The government has now introduced in this House three bills, about which the privacy commissioner has the same comments to make every time. There are also recommendations and requests from the information commissioner, the Canadian Bar Association, the Law Society of Upper Canada, and the Barreau du Québec. Everyone is saying the same thing, “Watch out, this bill goes too far”.
We keep asking the same question. What could Transport Canada not do in the minutes, hours and days following the terrible events of September 11 that such a bill will allow it to do? Nothing.
Canada already has the Emergencies Act. It has been used. What the government is doing today is turning our society into an increasingly policed society, our state into a police state. That is what is happening. The RCMP and CSIS have been pushing for this. Transport Canada gave its approval in order to finally be part of those in the know, which includes Customs, Immigration, the RCMP and CSIS. It now belongs to this group of organizations that have information on people. That is something the Bloc Quebecois will never approve of.
We never did, and that is not about to change. I would not want anyone from Quebec, any man or woman from Quebec or Canada to unwittingly fly on the same plane as a member of a biker gang. Should the authorities decide that this person is a threat to security and is a member of a criminal biker gang, the anti-gang law could apply. If this person flew with us, we would all be under surveillance. We would be under surveillance for the entire duration of our trip. Following our seven-day trip, the information provided about us is likely to be retained.
All this because we had the misfortune of being on the same plane as someone from a criminal biker gang. Sometimes there are warrants out for them and they can be arrested, but when there is no warrant, they are under surveillance and we know how the Organized Crime Act works, it is not always easy to prove things. We would be part of a group of people that is being watched because we had the misfortune of boarding a plan with someone who might be dangerous because he has ties with organized crime. I am sorry, but we do not deserve to be treated like this in the guise of fighting terrorism.

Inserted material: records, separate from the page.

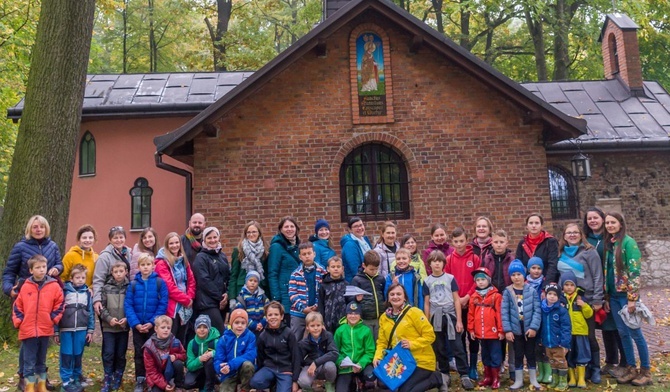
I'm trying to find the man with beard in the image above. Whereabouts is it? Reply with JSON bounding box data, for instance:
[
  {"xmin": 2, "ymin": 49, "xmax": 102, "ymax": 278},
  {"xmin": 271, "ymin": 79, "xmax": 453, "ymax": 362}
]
[{"xmin": 181, "ymin": 213, "xmax": 205, "ymax": 263}]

That is the message of the Bloc Quebecois. That is also the message of representatives of civil society who appeared before the committee. On four occasions, the committee heard from representatives of the RCMP and CSIS, who told us, “Do not worry about this. You will see, it is not true that we keep records on all sorts of people however and whenever we want”.
I can trust the commissioners, maybe even the deputy commissioners, but there are a lot of officials at the RCMP. There are all kinds of investigations going on about the police. Should we be able to trust all police officers? I would think so, but as with everything, there are always exceptions.
That is not what I would like to see happen to the public, to a citizen of Quebec or Canada. I would not want people's rights and freedoms to be violated inadvertently because we are cavalier about retaining information that the privacy commissioner, the access to information commissioner, and especially the lawyers who could end up defending us no longer have any control over. They have lost their rights in all this.